I’ll still take this team, though.
Dialing Long Distance
The Thunder caught fire on Friday night in Toronto, hitting 20-of-43 (46.5%) from 3-point range to beat the number two team in the Eastern Conference. It was just the second time in the last 15 games OKC has shot 40 percent or better from three — something they did 10 times in the 15-game stretch preceding this one. Three-point shooting has been a major issue since the All-Star break, but for one night in Canada, things looked a lot like they did when 2019 was definitely OKC’s year.
Russell Westbrook has been surprisingly adequate from downtown since the break, firing 8.5 threes per game with a success rate of 35.4 percent (25% pre-All-Star). In an ironic twist of fate, however, just about everyone else (save for Jerami Grant) has seen a dramatic decline from beyond the arc over the stretch. The Thunder were 13th in the NBA in 3-point shooting through 57 games, making 35.2 percent and on an upward trajectory. They’re 23rd in the category just 16 games later, shooting 33 percent since the break — fourth worst over the stretch even with Westbrook making 10 percent more of his attempts — and have a 6-10 record to show for it.

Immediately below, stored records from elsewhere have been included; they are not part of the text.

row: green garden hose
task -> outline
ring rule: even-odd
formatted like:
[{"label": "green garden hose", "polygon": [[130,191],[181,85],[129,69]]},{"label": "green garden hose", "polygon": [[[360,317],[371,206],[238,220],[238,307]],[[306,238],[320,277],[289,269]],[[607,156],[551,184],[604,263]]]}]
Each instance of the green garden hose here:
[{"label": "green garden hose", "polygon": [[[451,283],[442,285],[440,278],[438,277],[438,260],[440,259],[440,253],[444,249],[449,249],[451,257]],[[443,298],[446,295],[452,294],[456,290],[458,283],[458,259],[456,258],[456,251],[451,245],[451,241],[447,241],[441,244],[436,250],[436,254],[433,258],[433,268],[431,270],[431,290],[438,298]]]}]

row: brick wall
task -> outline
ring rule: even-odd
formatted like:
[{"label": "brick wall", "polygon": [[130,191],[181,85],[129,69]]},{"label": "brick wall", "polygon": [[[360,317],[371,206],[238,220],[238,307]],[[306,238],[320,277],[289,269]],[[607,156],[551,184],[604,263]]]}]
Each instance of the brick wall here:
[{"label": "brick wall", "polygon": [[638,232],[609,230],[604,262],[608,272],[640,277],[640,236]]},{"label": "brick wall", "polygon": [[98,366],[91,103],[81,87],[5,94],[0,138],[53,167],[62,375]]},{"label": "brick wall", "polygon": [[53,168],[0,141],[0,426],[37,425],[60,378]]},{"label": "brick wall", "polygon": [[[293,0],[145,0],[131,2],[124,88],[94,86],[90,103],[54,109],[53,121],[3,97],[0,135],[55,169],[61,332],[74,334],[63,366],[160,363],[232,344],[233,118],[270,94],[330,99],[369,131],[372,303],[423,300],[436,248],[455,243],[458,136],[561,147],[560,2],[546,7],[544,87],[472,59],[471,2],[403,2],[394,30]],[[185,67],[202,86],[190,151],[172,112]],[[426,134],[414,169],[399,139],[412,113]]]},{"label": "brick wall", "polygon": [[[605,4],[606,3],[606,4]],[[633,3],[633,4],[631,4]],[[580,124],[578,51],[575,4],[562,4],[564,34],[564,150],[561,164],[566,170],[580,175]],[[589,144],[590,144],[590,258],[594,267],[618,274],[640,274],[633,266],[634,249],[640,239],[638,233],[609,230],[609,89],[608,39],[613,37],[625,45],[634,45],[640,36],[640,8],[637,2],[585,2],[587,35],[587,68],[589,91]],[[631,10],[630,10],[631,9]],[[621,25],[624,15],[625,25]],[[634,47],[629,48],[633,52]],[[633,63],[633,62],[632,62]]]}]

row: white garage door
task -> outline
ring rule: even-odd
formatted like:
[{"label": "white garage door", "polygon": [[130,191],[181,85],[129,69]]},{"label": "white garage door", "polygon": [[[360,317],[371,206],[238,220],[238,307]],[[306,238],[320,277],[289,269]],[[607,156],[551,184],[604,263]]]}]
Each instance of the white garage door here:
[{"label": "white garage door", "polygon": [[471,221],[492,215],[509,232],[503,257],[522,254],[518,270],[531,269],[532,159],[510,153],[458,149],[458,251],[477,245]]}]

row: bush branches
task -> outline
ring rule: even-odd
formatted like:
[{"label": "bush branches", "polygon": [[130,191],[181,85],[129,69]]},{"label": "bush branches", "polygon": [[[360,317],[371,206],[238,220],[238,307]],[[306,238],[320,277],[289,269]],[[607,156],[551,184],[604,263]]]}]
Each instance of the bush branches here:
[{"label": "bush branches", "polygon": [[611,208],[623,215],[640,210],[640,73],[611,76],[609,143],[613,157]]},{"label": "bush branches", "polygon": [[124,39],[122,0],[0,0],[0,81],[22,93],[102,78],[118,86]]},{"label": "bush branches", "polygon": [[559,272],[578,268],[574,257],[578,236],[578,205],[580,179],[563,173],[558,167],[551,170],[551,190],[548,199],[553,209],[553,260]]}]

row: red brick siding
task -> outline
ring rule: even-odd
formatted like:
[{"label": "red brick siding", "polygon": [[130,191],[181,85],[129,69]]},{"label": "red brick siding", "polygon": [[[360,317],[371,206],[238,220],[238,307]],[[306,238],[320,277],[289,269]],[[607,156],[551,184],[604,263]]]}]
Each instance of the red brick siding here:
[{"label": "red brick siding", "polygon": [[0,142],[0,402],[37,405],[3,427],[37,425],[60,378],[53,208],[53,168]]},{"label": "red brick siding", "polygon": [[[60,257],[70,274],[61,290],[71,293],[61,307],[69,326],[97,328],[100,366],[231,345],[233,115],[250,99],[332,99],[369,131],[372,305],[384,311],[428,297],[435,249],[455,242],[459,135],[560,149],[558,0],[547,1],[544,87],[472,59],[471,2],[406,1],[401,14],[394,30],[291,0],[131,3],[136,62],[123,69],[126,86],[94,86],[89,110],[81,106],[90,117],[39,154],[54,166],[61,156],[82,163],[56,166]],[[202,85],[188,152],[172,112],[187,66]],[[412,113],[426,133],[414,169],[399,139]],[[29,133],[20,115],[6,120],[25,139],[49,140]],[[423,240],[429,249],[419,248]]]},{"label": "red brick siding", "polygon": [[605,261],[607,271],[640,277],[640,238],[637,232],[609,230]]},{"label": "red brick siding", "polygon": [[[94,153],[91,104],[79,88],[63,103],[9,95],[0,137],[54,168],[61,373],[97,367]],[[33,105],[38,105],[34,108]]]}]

The win on Friday was solid for a number of reasons, one being the universe temporarily correcting itself in regard to how the Thunder offense operated. With Westbrook struggling on 2-of-9 from three, his performance looked like an early-February throwback, putting up an 18-12-13 triple double (plus four steals) while his teammates made it rain from long distance (20/43 3P). Paul George hit 5-of-10, Grant added a career-high 5-of-8, Terrance Ferguson made at least three for just the second time in his last 18 games, and Dennis Schroder made 4-of-7 off the bench. Like many times early in the season, it didn’t matter that Westbrook couldn’t get anything to fall — there was enough offense from everywhere else to account for it.
Westbrook’s 13 assists against the Raptors were the most he’s had in a game since February 7 — when he had 15 in a winning performance similar to Friday’s: missed most of his shots, recorded a monster triple-double, added four steals in a solid team defensive effort, teammates made 17 threes at a high percentage, and the Thunder erased a halftime deficit to win. PG and Grant were the leading scorers in both games, with Schroder and Grant reaching double-figures in each.

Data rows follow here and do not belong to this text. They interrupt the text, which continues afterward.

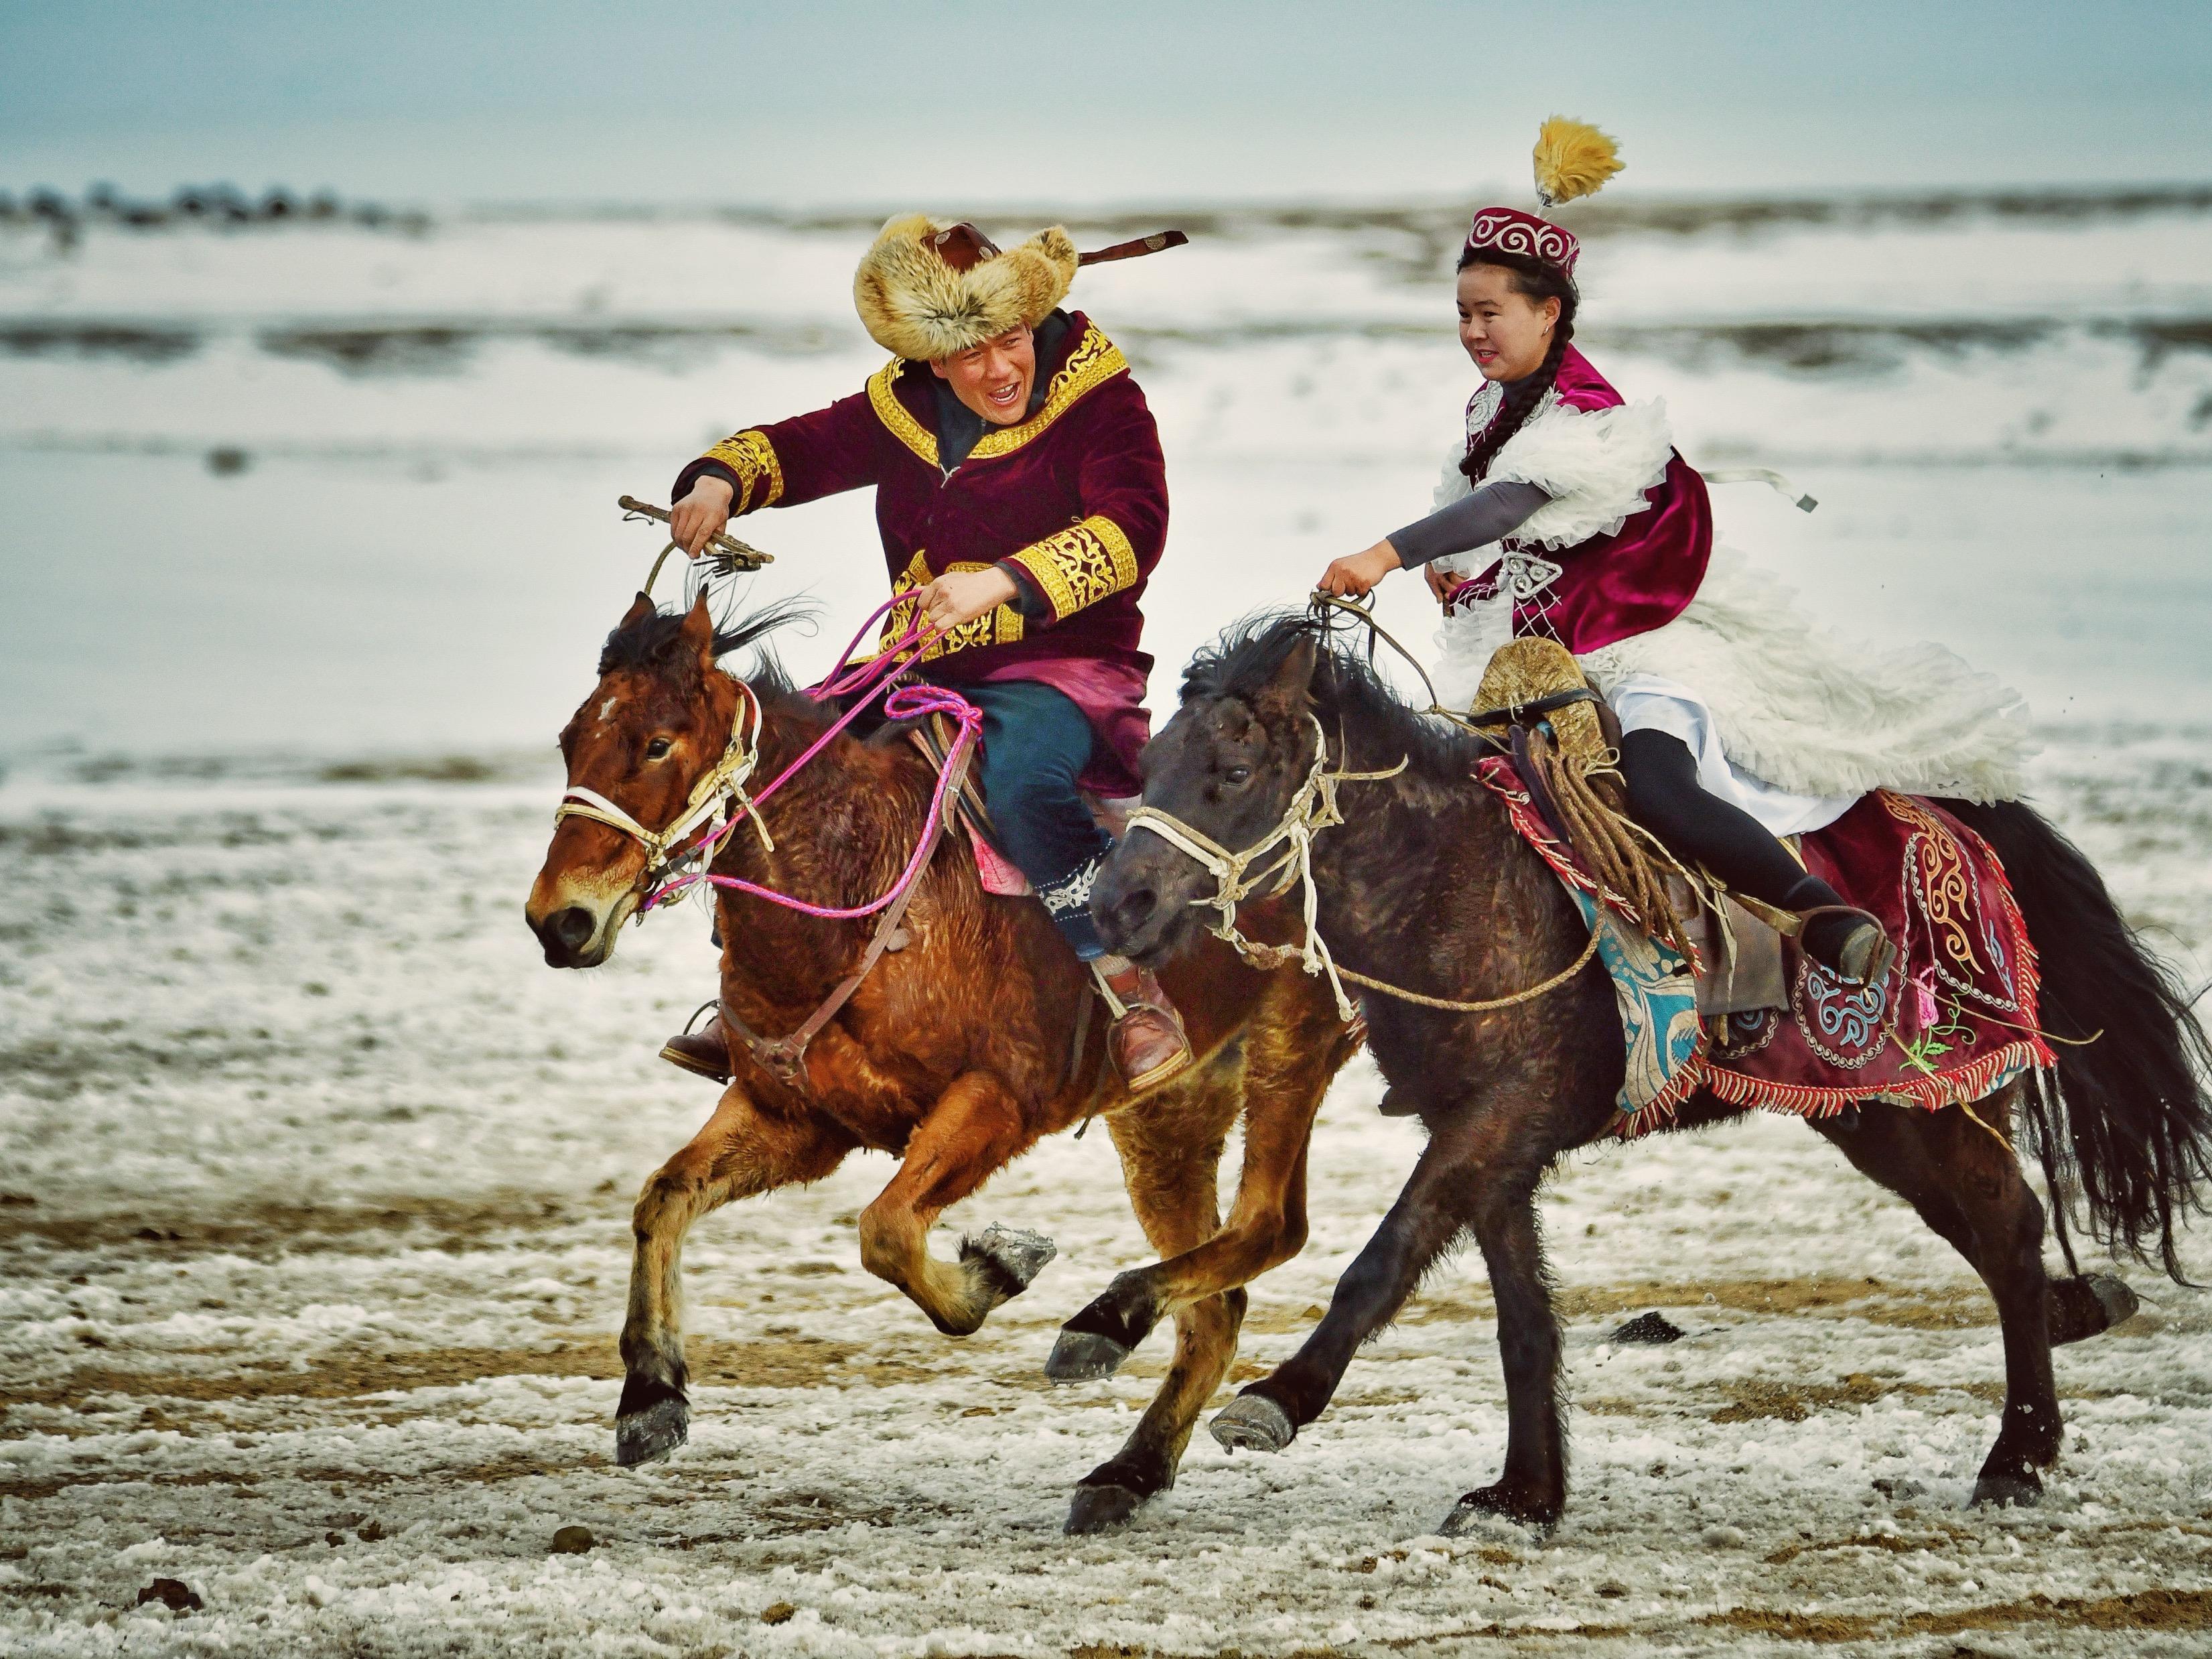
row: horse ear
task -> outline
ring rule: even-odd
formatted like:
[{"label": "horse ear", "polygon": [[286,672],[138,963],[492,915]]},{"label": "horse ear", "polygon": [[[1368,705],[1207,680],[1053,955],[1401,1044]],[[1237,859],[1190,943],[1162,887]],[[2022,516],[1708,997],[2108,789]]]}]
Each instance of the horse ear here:
[{"label": "horse ear", "polygon": [[700,656],[712,661],[714,655],[714,613],[707,608],[707,596],[702,592],[699,601],[684,618],[684,643]]},{"label": "horse ear", "polygon": [[623,612],[623,619],[620,626],[623,628],[636,627],[638,623],[643,622],[647,617],[650,617],[653,614],[653,596],[651,594],[639,594],[635,599],[630,601],[629,609]]},{"label": "horse ear", "polygon": [[1285,718],[1303,714],[1313,689],[1314,664],[1320,647],[1310,634],[1302,634],[1298,641],[1283,659],[1273,678],[1268,680],[1260,695],[1254,699],[1261,715]]}]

Westbrook’s numbers in the two games:
Friday @ TOR: 18 pts, 12 reb, 13 ast, 4 stl, 3 TO, 30% FG, 22% 3P, +18
Feb 7 vs MEM: 15 pts, 13 reb, 15 ast, 4 stl, 3 TO, 31% FG, 25% 3P, +18
Assuming George fully breaks out of his shooting slump (41.7% 3P Last 5) and returns to MVPG form, nights like Friday and Feb. 7 may prove why the collective three-point shooting of Grant, Ferguson, and Schroder is equally, if not more, important than Westbrook maintaining his post-All-Star renaissance from deep. The best version of this team existed when Westbrook couldn’t buy a bucket, PG had them to spare, and the role players were shooting well above their career-average three-point percentages. Russ being more efficient would be a great addition to that, but getting improved Westbrook, even with George rounding into form, is likely a net loss if the rest of the team doesn’t follow suit.

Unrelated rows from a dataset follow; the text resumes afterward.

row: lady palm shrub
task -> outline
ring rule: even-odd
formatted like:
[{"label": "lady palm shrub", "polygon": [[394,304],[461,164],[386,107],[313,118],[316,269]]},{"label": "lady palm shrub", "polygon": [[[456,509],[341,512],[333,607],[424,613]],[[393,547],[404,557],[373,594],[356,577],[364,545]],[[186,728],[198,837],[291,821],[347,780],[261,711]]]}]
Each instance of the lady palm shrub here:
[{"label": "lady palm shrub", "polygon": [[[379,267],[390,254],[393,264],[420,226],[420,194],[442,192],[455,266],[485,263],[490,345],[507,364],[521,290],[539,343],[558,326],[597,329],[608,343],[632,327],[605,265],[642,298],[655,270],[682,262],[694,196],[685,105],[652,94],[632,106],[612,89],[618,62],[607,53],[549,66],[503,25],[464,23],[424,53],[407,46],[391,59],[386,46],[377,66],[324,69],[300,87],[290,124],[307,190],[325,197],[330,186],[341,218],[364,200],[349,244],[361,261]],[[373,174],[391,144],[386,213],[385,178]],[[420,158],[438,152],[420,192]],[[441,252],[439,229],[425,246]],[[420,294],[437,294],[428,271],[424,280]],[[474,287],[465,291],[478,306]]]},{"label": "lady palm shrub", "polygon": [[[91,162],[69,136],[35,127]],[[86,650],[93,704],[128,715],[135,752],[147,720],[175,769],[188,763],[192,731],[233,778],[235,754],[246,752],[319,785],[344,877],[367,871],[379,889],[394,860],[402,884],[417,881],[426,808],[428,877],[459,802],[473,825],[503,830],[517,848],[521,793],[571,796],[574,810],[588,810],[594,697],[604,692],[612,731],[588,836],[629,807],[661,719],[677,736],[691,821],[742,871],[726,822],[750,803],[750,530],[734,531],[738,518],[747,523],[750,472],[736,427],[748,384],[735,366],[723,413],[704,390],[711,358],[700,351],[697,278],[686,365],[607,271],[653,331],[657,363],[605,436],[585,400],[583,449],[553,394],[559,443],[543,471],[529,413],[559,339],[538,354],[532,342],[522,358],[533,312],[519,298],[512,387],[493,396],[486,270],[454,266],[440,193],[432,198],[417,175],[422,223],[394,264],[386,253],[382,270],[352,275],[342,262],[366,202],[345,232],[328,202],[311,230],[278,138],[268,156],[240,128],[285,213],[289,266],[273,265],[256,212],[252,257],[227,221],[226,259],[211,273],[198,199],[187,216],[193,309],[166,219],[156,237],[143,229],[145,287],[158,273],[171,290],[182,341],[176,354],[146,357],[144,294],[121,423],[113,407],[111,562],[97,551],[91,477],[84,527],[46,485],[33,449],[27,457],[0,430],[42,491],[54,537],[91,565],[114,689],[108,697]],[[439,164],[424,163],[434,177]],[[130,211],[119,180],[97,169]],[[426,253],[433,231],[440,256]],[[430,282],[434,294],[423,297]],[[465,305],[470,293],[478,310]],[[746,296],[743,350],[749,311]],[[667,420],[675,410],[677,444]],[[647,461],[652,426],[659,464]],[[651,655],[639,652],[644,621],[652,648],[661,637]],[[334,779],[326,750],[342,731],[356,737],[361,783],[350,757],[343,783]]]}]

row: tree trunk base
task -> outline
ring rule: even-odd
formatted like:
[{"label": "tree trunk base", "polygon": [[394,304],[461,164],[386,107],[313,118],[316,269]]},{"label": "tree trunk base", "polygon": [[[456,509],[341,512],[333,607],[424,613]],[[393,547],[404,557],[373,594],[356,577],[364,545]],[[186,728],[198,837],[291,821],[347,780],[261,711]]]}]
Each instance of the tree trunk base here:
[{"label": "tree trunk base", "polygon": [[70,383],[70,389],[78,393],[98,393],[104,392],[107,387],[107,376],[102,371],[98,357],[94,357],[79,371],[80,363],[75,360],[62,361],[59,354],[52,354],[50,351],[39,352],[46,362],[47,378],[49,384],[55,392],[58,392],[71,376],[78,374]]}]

The Thunder have many times proven they can win with Westbrook struggling to shoot the ball, but the same can’t be said for the opposite. Grant, Schroder, and Ferguson combined for 12-of-22 (54.5%) in the win over the Raptors, a rarity once commonplace earlier in the season. Grant’s doing his part at 40 percent from deep since the All-Star break, but OKC needs all three to find their pre-All-Star form. Ferguson and Schroder both hit 44 percent from long range prior to the break, but find themselves shooting sub-30 ever since. Friday was a step in the right direction, but they’ll need to replicate it before anyone can get excited about what’s next.